The statement goes on to say, " ... we hope to present multiple opinions and ideas ... and constructively contribute to the intellectual milieu for which University of Pennsylvania and The Wharton School stand." Multiple opinions and ideas ... huh. And the way you thought you'll do that is by not listening to someone whose opinions you don't like. You left out a speaker whose actions/policy some at your university disagreed with. So the intellectual milieu certainly got constructively contributed to.

"Our goal as a team is only to stimulate valuable dialogue on India's growth story, and to act as a forum where students and audiences interact with influential leaders from across India." You certainly did a bang up job of accomplishing that goal by un-inviting CM Modi.

There's more. " ... potential polarizing reactions ... might put Mr. Modi in a compromising position, which we would like to avoid at all costs, especially in the spirit of our conference's purpose." Now this is a good one. Mr. Modi will be put in a compromising position?
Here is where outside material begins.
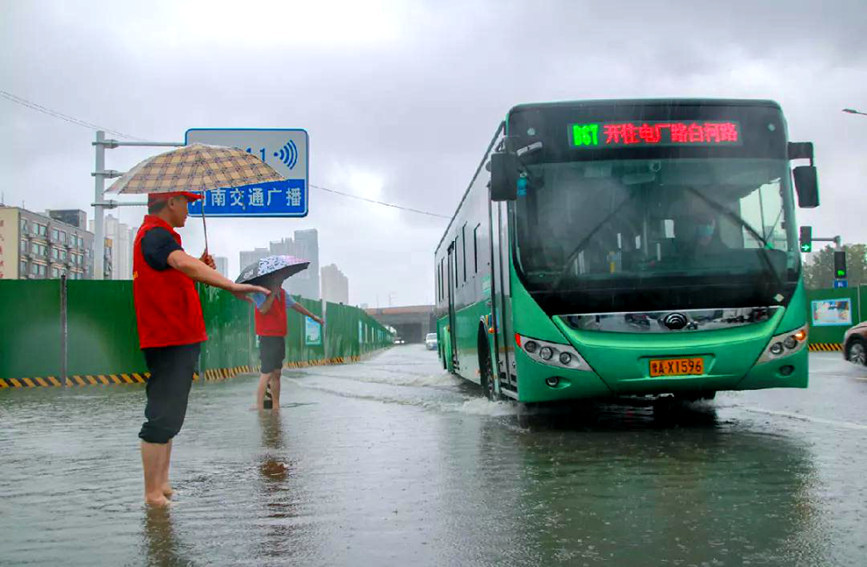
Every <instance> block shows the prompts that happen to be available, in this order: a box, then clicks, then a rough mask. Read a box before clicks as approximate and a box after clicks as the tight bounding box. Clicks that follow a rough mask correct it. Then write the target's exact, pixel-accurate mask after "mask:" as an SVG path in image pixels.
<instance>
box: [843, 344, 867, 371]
mask: <svg viewBox="0 0 867 567" xmlns="http://www.w3.org/2000/svg"><path fill="white" fill-rule="evenodd" d="M846 360H848V361H849V362H854V363H856V364H862V365H867V347H865V345H864V342H863V341H861V340H860V339H853V340H852V342H850V343H849V346H847V347H846Z"/></svg>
Over Skype? What is this - Playboy India Economic Forum? Uncompromising the compromising position that you think you would have gotten CM Modi into, would have been his headache, now wouldn't it? Oh ... you did in the spirit of your conference's purpose no less. The same spirit, and the purpose, that you talk about in the first paragraph of your website's 'About' page[1] I presume.
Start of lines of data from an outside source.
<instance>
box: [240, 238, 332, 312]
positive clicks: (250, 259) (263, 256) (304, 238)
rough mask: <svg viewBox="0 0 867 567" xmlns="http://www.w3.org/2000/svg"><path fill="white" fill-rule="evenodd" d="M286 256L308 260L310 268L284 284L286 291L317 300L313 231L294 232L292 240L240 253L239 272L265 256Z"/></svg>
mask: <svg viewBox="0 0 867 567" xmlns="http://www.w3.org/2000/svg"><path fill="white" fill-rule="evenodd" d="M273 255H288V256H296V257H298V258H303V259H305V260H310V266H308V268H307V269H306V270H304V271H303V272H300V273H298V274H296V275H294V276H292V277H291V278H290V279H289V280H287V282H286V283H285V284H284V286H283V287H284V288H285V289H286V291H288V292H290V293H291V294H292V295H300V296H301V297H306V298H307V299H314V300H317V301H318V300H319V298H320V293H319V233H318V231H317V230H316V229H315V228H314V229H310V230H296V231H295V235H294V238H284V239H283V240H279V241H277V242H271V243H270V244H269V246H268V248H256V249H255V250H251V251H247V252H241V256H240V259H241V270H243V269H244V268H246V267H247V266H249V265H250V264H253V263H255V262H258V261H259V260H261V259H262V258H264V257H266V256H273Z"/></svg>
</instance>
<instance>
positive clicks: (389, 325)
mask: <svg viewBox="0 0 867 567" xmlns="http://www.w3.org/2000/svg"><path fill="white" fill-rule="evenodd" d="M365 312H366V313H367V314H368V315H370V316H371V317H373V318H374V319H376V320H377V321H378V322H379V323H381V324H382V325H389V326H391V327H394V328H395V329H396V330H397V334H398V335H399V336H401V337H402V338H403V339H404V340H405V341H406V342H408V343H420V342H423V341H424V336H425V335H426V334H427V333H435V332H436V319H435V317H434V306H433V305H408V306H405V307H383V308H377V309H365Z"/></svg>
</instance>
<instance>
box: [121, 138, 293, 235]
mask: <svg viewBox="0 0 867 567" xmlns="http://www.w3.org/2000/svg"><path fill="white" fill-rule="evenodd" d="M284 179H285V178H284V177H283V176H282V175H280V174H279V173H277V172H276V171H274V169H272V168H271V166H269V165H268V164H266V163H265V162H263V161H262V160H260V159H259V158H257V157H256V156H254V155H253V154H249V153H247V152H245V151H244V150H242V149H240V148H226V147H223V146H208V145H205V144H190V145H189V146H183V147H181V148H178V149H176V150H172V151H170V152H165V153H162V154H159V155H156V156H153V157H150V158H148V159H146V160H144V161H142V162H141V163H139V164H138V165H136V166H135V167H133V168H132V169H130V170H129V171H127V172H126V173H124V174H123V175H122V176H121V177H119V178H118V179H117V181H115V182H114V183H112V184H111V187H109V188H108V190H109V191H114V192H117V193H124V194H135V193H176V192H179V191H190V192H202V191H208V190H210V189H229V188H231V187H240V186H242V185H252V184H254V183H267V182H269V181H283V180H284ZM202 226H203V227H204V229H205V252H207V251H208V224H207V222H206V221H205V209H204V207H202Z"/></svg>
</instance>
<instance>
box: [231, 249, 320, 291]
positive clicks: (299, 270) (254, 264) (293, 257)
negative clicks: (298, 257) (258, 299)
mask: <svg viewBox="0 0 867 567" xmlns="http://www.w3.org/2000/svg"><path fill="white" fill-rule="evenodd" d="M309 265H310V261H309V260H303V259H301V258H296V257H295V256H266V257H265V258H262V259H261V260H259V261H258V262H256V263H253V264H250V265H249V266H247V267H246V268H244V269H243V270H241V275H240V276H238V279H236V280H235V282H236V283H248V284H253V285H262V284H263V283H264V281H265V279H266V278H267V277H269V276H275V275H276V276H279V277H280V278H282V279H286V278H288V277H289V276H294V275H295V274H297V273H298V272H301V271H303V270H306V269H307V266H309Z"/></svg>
Okay. So there was a petition circulated demanding that CM Modi not be invited to talk at WIEF[4]. Many UPenn students, faculty and alumni signed. What exactly in that petition led you to your decision to un-invite CM Modi? Pray tell me. I'd analyze the damn petition myself, but my stomach is petitioning me to go have my dinner now. Moreover, having read the thing, I think you guys just got suckered, even bullied, into this.

Essential Background

1. Per Wharton India Economic Forum's (WIEF's) website, it is "an annual India-centric conference hosted by the Wharton School of the University of Pennsylvania, bringing together business and political leaders, professional, academics and students from around the world to discuss India's evolution from an emerging nation to a prominent global economic power, and the key social, political and financial challenges which still stand in its way."
2. Narendra Modi is the current Chief Minister (CM) of the Indian state of Gujarat. He is a particularly polarizing figure when it comes to Indian politics. And not just because he belongs to the "right wing" party in India - the BJP - Bhartiya Janta Party. One of the most horrendous bouts of communal violence in Indian history took place in March of 2002. Modi had been the CM of Gujarat for a little over six months by then. His role as state's top administrator in the run up to the violence, during it and subsequently, has come under the scanner. Many going so far to accuse him of something that would amount to "willful negligence". However, off late his work as CM of Gujarat has been applauded, especially by big business houses from India as well as abroad. Many see him as a potential Prime Ministerial candidate.
Mr. Modi's role as CM, or lack thereof, before, during and after the violence that took place in Gujarat did not go down well with the US. Bush administration denied Narendra Modi the visa to visit the US. Obama administration has followed suit.
3. WIEF invited CM Modi to deliver a keynote lecture at this year's forum.
4. A "segment of UPenn community" believed CM Modi should not be invited to speak at WIEF owing to his involvement, or lack thereof, in the violence in Gujarat in 2002. A petition was circulated online and signed by many at UPenn and Wharton.
5. WIEF decided to rescind the invitation to CM Modi due to protestations and the online petition. The statement declaring that is here.